いかに終わりを全うするか
北尾吉孝氏の「実践版安岡正篤」は安岡正篤の「人間学」を中心に、リーダーがいかに学び、いかに生きるべきかを説いた本だ。
その中でも私が印象に残ったのは、最終章近くの「いかに終わりを全うするか」というくだり。
死に対する姿勢を語る過去の偉人の言葉がいくつか紹介されている。
「人、死を憎まば、生を愛すべし。存命の喜び、日々に楽しまざらんや。」(吉田兼好『徒然草』)

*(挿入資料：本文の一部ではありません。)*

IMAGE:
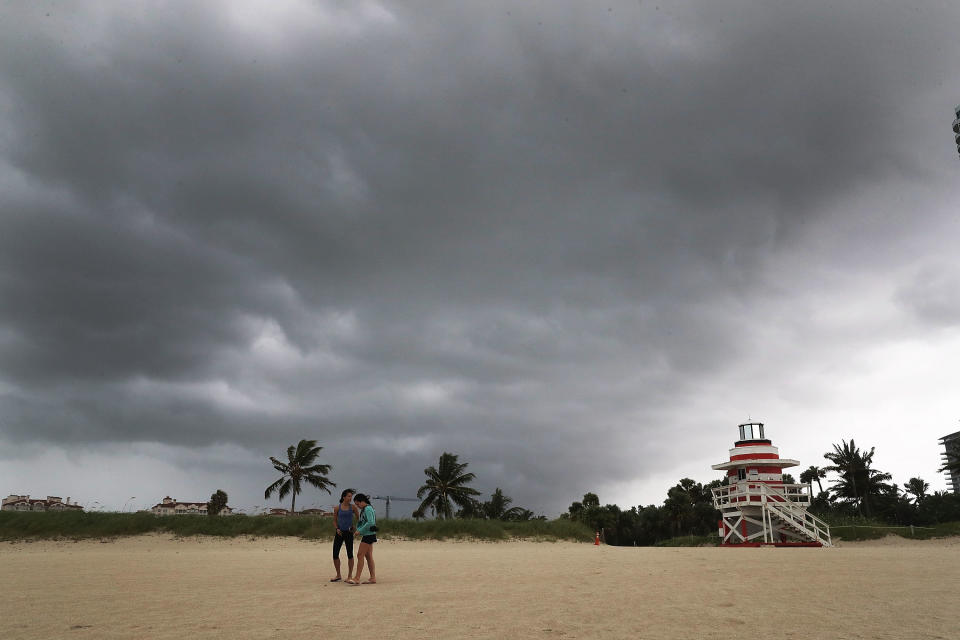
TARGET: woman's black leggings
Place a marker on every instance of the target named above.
(344, 538)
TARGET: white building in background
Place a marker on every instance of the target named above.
(26, 503)
(171, 507)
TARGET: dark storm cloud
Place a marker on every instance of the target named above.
(510, 232)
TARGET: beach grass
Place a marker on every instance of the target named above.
(864, 529)
(16, 525)
(690, 541)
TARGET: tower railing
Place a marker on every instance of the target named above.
(744, 493)
(786, 502)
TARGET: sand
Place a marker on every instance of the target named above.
(158, 587)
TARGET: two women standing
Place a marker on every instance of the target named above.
(366, 528)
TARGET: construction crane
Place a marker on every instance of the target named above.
(391, 498)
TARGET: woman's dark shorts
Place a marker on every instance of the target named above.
(344, 538)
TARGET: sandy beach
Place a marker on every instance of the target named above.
(158, 587)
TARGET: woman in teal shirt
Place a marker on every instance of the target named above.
(367, 527)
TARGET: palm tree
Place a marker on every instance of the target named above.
(299, 469)
(858, 482)
(446, 484)
(813, 473)
(917, 488)
(498, 507)
(951, 464)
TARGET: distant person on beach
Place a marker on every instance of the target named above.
(343, 523)
(367, 528)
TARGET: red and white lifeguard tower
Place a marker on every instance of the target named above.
(757, 507)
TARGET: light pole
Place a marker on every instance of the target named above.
(956, 127)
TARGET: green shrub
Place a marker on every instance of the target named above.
(15, 525)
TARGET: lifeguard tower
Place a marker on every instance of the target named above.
(757, 507)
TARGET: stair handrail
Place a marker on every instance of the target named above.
(807, 522)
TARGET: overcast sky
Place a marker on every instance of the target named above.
(574, 243)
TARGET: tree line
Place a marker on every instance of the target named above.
(446, 487)
(858, 490)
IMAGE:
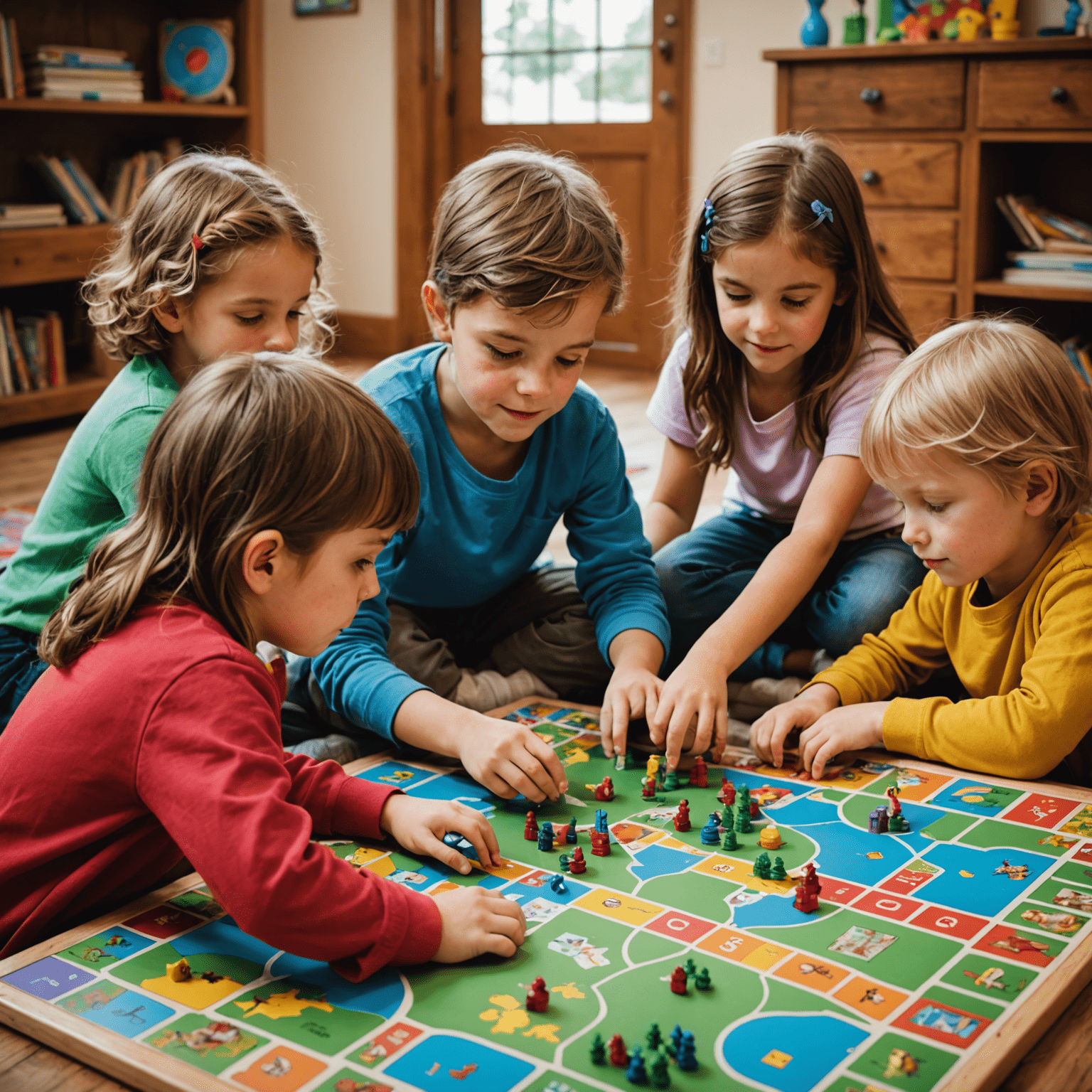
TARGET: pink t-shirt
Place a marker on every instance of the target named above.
(768, 474)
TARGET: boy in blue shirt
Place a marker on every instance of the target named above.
(525, 258)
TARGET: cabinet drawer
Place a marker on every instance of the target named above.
(909, 94)
(906, 173)
(1018, 94)
(915, 245)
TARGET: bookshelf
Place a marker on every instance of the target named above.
(42, 268)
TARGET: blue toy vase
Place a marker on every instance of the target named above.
(815, 31)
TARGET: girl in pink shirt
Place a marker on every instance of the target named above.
(788, 328)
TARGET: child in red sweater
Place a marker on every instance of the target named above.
(153, 742)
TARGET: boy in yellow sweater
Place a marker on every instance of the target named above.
(985, 436)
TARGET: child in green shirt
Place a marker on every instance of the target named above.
(216, 258)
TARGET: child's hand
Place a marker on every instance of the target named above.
(419, 825)
(850, 727)
(475, 922)
(697, 688)
(770, 729)
(509, 758)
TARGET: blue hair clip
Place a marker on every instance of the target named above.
(710, 220)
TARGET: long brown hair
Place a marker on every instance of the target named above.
(252, 442)
(767, 188)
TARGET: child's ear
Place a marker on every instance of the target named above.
(439, 317)
(1042, 486)
(263, 557)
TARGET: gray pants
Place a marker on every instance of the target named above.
(537, 623)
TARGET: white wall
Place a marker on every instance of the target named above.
(330, 130)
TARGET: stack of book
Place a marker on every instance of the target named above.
(32, 352)
(82, 73)
(32, 216)
(1059, 247)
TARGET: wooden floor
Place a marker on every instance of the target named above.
(1061, 1061)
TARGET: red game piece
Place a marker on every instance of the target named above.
(619, 1054)
(807, 892)
(537, 998)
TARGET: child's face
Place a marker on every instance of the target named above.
(254, 307)
(511, 374)
(303, 604)
(772, 303)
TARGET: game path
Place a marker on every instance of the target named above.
(935, 959)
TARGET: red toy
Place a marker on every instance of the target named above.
(807, 892)
(537, 998)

「人は少壮の時にあたりては、惜陰を知らず。四十を過ぎて以後始めて惜陰を知る。」(佐藤一斎『言志録』)
「昨日の発句は今日の辞世、今日の発句は明日の辞世、わが生涯の一句として辞世ならざるなし」(松尾芭蕉)
北尾氏は父親を無くした経験を通じて命に愛惜をもって生きることを決意したと言う。
私も30代で父を亡くした。
パーキンソン病で最後は言葉も出なくなっていた。
会社員生活では報われることなく、晩年は愚痴ばかりこぼしていたが、死に際して父が自分の人生にどのような想いを抱いていたのか知る由もない。
ただ、会社員生活のリベンジとばかりに、病に倒れるまで司法試験の勉強を続けていた父は、おそらく人一倍生への愛惜を持って生きていたに違いない。
父が亡くなってはや8年。
父の願いにも想いを馳せながら生きていきたい。